Fearing the end of DACA
NonDoc covered a recent gathering of business and education leaders who said the "fear is unbelievable" when it comes to a possible end to DACA.
With two dozen Oklahoma stakeholders gathered Wednesday around a table at the Broadway 10 chophouse, congressional field staff and media heard about “the fear” facing families who await congressional action on the United States’ DACA immigration policy, which predominantly affects young immigrants who are students.
Lawmakers respond to seclusion rooms story
Two state lawmakers announced they would file legislation in response to a story on the use of seclusion rooms in Oklahoma schools.
Jennifer Palmer of Oklahoma Watch recently wrote that the controversial practice of shutting children alone in small closet-like rooms to control their behavior has led Oklahoma parents to withdraw their children from school, seek police intervention and take legal action.

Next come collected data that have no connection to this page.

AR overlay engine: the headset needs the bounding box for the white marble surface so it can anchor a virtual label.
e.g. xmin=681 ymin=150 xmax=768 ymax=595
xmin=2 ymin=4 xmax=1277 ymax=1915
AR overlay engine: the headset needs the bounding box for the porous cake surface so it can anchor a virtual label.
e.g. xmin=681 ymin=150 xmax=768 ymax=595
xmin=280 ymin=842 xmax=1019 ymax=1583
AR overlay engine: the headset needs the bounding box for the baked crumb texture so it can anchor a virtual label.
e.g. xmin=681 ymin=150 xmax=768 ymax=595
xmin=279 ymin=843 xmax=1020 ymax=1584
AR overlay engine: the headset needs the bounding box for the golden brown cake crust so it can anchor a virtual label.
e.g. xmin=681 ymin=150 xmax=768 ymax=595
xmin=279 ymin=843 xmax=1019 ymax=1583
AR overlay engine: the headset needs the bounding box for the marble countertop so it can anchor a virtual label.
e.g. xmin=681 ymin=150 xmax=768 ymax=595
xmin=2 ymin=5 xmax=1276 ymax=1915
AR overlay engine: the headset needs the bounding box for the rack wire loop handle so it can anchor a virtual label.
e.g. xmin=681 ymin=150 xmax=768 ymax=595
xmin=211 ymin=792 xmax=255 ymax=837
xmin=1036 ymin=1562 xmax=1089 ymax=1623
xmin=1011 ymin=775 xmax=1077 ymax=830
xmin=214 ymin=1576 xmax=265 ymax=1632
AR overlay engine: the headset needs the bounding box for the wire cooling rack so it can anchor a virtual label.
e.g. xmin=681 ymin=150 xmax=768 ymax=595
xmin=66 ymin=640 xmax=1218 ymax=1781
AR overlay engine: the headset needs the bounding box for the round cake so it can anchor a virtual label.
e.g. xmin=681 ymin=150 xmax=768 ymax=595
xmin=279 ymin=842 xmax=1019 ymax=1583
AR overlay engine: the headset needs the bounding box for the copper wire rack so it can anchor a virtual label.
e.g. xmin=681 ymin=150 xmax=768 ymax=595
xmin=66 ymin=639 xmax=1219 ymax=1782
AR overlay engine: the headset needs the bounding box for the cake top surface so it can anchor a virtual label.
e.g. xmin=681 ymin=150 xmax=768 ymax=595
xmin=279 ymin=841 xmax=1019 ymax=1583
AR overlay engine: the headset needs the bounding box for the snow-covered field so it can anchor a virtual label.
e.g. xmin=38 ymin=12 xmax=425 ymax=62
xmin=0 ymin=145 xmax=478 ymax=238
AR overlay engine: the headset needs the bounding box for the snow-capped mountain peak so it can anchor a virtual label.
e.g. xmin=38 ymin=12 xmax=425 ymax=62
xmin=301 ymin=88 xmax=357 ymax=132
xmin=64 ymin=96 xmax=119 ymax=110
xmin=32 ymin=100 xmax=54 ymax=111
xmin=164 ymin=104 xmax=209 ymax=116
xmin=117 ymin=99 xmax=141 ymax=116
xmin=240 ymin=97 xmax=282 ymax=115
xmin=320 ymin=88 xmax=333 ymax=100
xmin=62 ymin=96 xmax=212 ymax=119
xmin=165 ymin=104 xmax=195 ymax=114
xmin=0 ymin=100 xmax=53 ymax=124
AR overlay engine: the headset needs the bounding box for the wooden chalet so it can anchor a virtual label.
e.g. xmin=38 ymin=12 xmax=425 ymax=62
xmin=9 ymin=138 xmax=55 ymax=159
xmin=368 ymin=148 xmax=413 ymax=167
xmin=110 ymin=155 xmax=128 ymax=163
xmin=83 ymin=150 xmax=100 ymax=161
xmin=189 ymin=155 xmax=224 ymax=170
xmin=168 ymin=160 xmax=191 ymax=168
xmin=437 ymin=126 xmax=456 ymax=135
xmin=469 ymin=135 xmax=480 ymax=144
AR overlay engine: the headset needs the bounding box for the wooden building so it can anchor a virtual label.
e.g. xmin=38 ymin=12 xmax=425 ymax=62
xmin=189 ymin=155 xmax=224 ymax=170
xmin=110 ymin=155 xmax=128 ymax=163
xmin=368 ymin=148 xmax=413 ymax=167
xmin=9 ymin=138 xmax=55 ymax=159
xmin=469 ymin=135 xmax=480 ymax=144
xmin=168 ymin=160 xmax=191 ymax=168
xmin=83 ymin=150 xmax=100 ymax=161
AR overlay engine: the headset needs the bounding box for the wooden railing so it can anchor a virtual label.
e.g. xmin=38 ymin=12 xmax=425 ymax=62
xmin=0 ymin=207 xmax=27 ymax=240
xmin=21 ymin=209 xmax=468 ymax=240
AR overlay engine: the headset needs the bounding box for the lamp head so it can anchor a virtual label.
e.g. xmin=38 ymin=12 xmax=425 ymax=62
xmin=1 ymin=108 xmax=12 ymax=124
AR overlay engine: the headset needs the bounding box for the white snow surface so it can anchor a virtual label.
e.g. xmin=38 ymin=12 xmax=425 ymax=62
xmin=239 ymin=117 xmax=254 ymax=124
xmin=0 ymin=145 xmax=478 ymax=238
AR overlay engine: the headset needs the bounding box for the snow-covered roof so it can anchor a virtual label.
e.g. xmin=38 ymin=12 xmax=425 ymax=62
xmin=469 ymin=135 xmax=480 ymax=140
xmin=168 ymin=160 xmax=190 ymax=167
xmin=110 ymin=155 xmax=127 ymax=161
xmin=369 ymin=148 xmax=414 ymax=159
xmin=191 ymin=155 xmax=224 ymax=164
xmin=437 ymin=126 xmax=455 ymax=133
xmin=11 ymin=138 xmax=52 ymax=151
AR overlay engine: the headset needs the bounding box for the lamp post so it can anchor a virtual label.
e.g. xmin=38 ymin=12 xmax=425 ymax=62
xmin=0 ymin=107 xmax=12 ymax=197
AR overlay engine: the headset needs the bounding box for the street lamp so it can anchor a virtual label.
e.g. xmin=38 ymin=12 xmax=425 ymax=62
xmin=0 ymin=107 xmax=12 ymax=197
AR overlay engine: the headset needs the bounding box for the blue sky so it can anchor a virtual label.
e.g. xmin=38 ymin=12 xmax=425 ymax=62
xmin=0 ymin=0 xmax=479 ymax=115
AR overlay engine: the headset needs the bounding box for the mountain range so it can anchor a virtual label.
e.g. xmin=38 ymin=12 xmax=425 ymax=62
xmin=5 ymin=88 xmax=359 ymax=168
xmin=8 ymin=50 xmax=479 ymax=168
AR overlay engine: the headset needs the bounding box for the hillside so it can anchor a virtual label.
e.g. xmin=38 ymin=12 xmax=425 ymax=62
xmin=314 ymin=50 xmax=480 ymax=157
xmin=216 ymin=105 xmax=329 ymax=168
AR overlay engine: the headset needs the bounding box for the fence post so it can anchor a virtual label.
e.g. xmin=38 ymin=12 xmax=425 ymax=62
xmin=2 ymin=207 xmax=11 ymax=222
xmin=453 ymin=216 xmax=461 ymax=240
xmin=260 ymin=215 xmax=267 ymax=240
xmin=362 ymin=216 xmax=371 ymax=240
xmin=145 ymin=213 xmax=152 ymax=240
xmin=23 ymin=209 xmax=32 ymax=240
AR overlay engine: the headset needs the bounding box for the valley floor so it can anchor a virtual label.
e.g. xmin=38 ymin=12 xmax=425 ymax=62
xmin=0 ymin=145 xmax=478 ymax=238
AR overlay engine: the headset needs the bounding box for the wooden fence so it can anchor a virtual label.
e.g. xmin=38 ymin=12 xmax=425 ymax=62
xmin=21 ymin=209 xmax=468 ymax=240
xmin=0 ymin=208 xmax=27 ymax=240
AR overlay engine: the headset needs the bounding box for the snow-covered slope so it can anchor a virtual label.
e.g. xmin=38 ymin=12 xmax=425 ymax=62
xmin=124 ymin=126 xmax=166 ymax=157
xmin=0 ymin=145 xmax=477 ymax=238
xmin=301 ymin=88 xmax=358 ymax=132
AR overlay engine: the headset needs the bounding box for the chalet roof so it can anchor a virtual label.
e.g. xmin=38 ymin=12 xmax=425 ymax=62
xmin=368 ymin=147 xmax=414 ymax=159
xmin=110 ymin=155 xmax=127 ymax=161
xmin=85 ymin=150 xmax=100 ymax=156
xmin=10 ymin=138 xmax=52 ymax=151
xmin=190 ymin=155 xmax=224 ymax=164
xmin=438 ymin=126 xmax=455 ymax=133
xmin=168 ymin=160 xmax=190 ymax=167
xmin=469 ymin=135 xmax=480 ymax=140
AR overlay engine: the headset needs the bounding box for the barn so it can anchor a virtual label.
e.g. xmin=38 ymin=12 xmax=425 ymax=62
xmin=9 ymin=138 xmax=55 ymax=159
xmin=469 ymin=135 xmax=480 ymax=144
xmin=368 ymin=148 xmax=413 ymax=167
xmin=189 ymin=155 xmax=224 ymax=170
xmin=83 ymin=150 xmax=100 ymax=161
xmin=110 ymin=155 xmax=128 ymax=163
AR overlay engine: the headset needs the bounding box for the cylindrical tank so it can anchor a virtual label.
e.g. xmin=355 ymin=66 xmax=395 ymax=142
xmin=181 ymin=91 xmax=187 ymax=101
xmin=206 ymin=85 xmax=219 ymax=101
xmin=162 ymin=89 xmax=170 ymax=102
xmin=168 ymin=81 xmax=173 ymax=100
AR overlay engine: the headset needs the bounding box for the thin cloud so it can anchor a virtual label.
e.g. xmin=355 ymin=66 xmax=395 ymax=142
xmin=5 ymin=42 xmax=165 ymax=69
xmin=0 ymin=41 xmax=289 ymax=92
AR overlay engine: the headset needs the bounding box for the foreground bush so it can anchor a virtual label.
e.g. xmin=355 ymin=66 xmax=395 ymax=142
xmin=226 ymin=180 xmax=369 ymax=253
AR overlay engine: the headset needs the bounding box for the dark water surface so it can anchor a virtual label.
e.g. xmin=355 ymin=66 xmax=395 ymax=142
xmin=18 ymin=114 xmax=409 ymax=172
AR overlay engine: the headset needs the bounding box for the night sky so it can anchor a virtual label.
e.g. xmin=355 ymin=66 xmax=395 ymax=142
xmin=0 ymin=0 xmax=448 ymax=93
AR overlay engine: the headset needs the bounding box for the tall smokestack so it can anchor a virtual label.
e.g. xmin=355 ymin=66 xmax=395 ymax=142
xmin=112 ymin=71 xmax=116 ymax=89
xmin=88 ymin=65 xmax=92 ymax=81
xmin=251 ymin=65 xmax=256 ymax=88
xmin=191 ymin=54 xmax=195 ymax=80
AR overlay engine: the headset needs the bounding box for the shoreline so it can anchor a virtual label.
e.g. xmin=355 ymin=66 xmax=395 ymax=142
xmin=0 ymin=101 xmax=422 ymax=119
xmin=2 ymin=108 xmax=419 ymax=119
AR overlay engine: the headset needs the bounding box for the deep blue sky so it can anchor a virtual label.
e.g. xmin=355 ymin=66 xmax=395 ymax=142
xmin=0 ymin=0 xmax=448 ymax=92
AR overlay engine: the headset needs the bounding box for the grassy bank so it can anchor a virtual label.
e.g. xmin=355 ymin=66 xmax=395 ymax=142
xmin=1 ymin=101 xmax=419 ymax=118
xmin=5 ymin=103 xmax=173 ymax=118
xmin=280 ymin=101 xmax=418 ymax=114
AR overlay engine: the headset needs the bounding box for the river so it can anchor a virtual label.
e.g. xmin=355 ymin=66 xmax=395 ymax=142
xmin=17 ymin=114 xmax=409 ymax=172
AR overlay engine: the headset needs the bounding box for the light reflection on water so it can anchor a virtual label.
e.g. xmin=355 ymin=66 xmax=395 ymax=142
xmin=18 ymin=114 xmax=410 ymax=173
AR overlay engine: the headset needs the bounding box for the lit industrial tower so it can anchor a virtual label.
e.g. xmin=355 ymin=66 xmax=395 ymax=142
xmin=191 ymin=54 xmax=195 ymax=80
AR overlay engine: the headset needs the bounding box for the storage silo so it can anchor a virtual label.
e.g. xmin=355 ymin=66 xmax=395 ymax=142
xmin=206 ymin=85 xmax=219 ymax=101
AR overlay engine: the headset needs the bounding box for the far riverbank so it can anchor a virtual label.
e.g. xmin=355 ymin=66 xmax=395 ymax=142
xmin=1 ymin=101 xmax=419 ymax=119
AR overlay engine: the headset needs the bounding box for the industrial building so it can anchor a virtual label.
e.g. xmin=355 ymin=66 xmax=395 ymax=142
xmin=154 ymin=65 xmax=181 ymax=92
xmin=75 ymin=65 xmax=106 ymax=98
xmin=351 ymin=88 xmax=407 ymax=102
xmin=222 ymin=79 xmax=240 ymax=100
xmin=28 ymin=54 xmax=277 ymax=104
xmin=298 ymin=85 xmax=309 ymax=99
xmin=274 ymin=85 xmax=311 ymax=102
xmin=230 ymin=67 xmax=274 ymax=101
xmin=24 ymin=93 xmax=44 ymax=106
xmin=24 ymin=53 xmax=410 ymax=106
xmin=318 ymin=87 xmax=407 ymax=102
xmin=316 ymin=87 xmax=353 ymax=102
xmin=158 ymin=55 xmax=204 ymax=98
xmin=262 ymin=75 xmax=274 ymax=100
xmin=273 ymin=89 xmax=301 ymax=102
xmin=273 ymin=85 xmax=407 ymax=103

On Thursday, Rep. Bobby Cleveland, R-Slaughterville, said he would crack down on schools where personnel inappropriately discipline students.
“Seeing reports of school personnel secluding students in small spaces as a form of ‘discipline’ is alarming,” Cleveland said in a statement. “Parents should feel confident sending their students to school each day, and nobody should have to worry about a student being stuck in a closet for punishment. Often times, these students with individual education programs don’t even know why they’re being secluded. These practices violate the spirit of House Bill 1623, and I won’t stand to see our students with special needs treated in such a horrific way.”
Rep. Josh Cockroft also announced on Thursday his plan to respond with legislation.
"This is inexcusable and embarrassing for families across our state," Cockroft said.
District settles playground lawsuit
Oklahoma City Public Schools has agreed to settle a 3-year-old personal injury lawsuit with the parent of a Telstar Elementary student who was "grievously injured when a set of monkey bars-style playground equipment fell onto his head," a petition filed Nov. 5, 2014, in Oklahoma County District Court states.
The school board approved a $95,000 payout this week to Leticia Mask..
Boosting academic standards
In an article for Ozy, Nick Fouriezos took a closer look at Oklahoma's increased academic standards. "Taking an honest look at education success is especially crucial in Oklahoma, where the state legislature has cut K–12 spending by $1 billion in the past decade — even as enrollment grew by 50,000 students," Fouriezos wrote.
That does it for today's Morning Bell. See you on Monday!